Joe had followed the news reports of how the pipeline that InterWest Resources had been building was capped and abandoned 50 miles from the western slope of the Bighorn Mountains. Despite congressional investigations, no credible evidence had been found linking InterWest with the webs Vern had spun on their behalf. InterWest eventually merged with CanCal to help build a single natural gas pipeline to Southern California, but market conditions were such that analysts were predicting that the project might be put on hold for years.
 
Marybeth came in
from her walk with an armful of Sunday newspapers. She planned to start taking Maxine with her again in a couple of months, once she had built up her strength. Now though, she was walking with the aid of a cane and with a painful limp. The rigors of holding the Labrador back were too much for her. Marybeth's progress from wheelchair to walker to crutches to assisted walking on her own had all occurred before the doctors had said it would be possible. They marveled at her strength—and at her will. A full recovery was predicted. Joe had never doubted it.
Once they had moved back into the house from the Eagle Mountain Club, Missy Vankeuran had fled back to Arizona, saying she was needed to lend support for her new husband's run for the U.S. Senate.

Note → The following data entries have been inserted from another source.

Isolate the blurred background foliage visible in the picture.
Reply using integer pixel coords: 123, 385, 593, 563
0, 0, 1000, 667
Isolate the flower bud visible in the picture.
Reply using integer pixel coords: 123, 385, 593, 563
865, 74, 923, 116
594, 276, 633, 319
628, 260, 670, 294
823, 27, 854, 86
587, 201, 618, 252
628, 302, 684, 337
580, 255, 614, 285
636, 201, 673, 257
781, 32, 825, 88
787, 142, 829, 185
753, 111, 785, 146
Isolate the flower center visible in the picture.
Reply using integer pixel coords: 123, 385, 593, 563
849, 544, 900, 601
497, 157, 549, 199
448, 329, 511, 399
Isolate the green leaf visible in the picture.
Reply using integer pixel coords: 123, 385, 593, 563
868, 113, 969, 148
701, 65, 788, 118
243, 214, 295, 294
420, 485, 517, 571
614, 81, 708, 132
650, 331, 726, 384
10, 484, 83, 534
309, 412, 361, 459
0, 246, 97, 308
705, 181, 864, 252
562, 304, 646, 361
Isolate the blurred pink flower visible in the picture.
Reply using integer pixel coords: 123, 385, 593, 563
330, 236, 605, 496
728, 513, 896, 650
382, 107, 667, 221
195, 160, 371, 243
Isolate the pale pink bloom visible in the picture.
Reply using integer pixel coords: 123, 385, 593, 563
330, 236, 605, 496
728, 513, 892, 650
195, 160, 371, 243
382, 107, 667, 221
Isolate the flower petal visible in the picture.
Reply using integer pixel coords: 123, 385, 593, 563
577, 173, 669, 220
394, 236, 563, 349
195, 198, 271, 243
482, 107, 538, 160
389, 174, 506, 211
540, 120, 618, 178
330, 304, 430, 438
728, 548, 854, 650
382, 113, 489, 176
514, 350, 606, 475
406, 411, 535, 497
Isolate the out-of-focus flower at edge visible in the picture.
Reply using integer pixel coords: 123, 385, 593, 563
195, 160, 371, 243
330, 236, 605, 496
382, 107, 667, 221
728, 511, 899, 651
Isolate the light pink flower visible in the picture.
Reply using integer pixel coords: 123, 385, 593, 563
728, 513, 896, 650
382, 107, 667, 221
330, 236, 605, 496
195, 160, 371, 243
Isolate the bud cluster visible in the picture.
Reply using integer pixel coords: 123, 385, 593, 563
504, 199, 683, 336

There were now three children at the table for pancakes. Sheridan, now eight, and Lucy, now four, shared the table and the family with April Keeley, their foster child. It had been Marybeth's idea, and she had pursued it, even while she was in the wheelchair, after she had learned that Jeannie Keeley, Ote's widow, had left the county after she had given birth, taking only the baby with her. The youngest child had died of pneumonia. April, the sick child Joe had seen at the Keeley's home, had been left behind in Saddlestring. She was between Sheridan's and Lucy's ages, and she was slowly discovering that she could trust both of them. Marybeth had explained to Joe that April Keeley, likely to be a bundle of problems, would be the focus of all of the love and mothering that had been stored in her for the new baby. April was beginning to open up to Marybeth and Joe, although she was painfully shy and ashamed of her situation. Marybeth spent hours with her. Lucy was of course a little jealous, but Sheridan seemed to understand.